Six datasets generated by three kinds of mass spectrometry platforms (LCQ, LTQ and LTQ/FT) were used to demonstrate the performance of the nonparametric model. Three control datasets were used to validate the accuracy of the FPR estimation and the improvement of the sensitivity. Since the MS/MS datasets generated by the shotgun technique are always large, we also verified the generality of the nonparametric model on the large real sample datasets. The basic information about the six datasets is listed in Table 6.
The two unpublished LTQ/FT datasets were provided by Beijing Proteome Research Center (BPRC). The samples were digested with trypsin and then analyzed by a 7Tesla LTQ/FT mass spectrometer (Thermo Electron, San Jose, CA) coupled with an Agilent 1100 nanoflow liquid chromatography system. The reverse phase C18 trap columns (300 μ m internal diameter × 5 mm long column) were connected with the 6port columnswitching valve for the online desalting. A PicoFritTM tip column (BioBasic C18, 5 μ m particle size, 75 μ m internal diameter × 10 cm long column, 15 μ m internal diameter at spray tip, New Objective, Woburn, MA, USA) was used for the following separation. Elution was solvent A (MilliQ water, 2 % acetonitrile and 0.1%FA, v/v/v) and solvent B (MilliQ water, 80% acetonitrile and 0.1%FA, v/v/v). The gradient was 15–40% B in 40 min, 40–100% B in 10 min. One FT full MS scan was followed by 5 datadependent LTQ MS/MS scans on the five most intense ions. The dynamical excluding time was 45 seconds. Ions were accumulated in linear ion trap controlled by AGC. The AGC values were 5 × 10^{5} charges for FT full MS scan and 1 × 10^{4} charges for LTQ MS/MS scan. The resolution was 10,000 for FT full MS scan at m/z 400. The temperature of the ion transfer tube was set at 200°C and the spray voltage was 1.8 KV. The isolation width was 4Da and normalized collision energy was 35% for MS/MS scan. Mass spectra were acquired over the m/z range from 400 to 2000.

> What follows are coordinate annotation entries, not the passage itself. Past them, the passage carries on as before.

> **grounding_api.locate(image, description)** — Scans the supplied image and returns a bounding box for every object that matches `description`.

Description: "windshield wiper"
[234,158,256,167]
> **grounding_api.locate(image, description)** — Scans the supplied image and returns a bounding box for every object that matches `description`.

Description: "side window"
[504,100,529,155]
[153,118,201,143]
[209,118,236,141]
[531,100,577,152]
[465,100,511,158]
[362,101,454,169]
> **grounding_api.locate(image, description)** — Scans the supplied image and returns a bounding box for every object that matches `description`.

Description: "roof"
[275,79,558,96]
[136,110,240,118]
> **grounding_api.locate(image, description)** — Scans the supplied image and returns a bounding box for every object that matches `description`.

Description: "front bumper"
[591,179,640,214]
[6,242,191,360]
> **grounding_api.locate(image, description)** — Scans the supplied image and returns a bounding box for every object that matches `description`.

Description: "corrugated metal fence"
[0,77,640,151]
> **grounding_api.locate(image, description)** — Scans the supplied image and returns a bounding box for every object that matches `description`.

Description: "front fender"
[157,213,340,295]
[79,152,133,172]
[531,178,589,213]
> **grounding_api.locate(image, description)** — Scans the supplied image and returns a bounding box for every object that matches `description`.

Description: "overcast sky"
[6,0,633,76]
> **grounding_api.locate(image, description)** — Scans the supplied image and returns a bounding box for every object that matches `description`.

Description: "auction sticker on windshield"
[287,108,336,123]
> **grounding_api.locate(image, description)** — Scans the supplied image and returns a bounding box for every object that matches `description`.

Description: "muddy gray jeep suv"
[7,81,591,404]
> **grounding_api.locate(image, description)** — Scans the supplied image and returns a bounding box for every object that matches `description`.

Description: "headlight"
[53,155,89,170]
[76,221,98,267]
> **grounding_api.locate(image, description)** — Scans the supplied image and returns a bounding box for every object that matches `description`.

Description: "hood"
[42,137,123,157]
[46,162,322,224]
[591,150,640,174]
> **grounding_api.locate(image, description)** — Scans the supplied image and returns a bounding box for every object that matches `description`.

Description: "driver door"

All the MS/MS spectra were extracted from the *.raw files by Extract_MSn.exe which is a console program in Bioworks 3.2 (Thermo Finnigan, San Jose, CA). For the LCQ datasets, the minimal total ion intensity is 10,000. For the LTQ or LTQ/FT datasets, the total ion intensity of each MS/MS spectrum is required to exceed 100. For all the datasets, the spectra must have at least 20 ions. Then the database search was performed on a local TurboSEQUEST (version 2.7) server. The fixed modification of oxidation (15.99Da) on the Met residue and the variable modification of carboxyamidomethylation (57.02Da) on the Cys residue were set. The enzyme was trypsin and the maximal allowed missed cleavage sites was 2. Only the b and y ions were taken into account. For the LCQ or LTQ datasets, the precursor mass error tolerance was 3.0Da, and for the LFQ/FT datasets, it was 15ppm.
For all the datasets except D2, which was searched against the database published by sPRG [55], the searched databases were derived from IPI Human 3.19 [60]. For the control datasets, the control sequences for dataset D1 and D3 [see Additional file 3, 4 and 5] including the sequences of purified proteins or peptides plus the typical sample contaminants such as keratin and trypsin were added into the IPI Human 3.19. The control sequences for D2 were determined according to the report of sPRG (see Additional file 4) [55]. The databases were constructed using the method proposed in one of our previous paper [58] and could be described as: the protein sequences in the normal database were digested in silico (trypsin), and then the amino acid residues (AAR) (except the one on the Cterminal) of the resulting peptides were reshuffled by using a random number generator. Then the reshuffled peptides were spliced to form new protein sequences in the randomized database. Finally, the normal database and the randomized database were merged to form the searched database.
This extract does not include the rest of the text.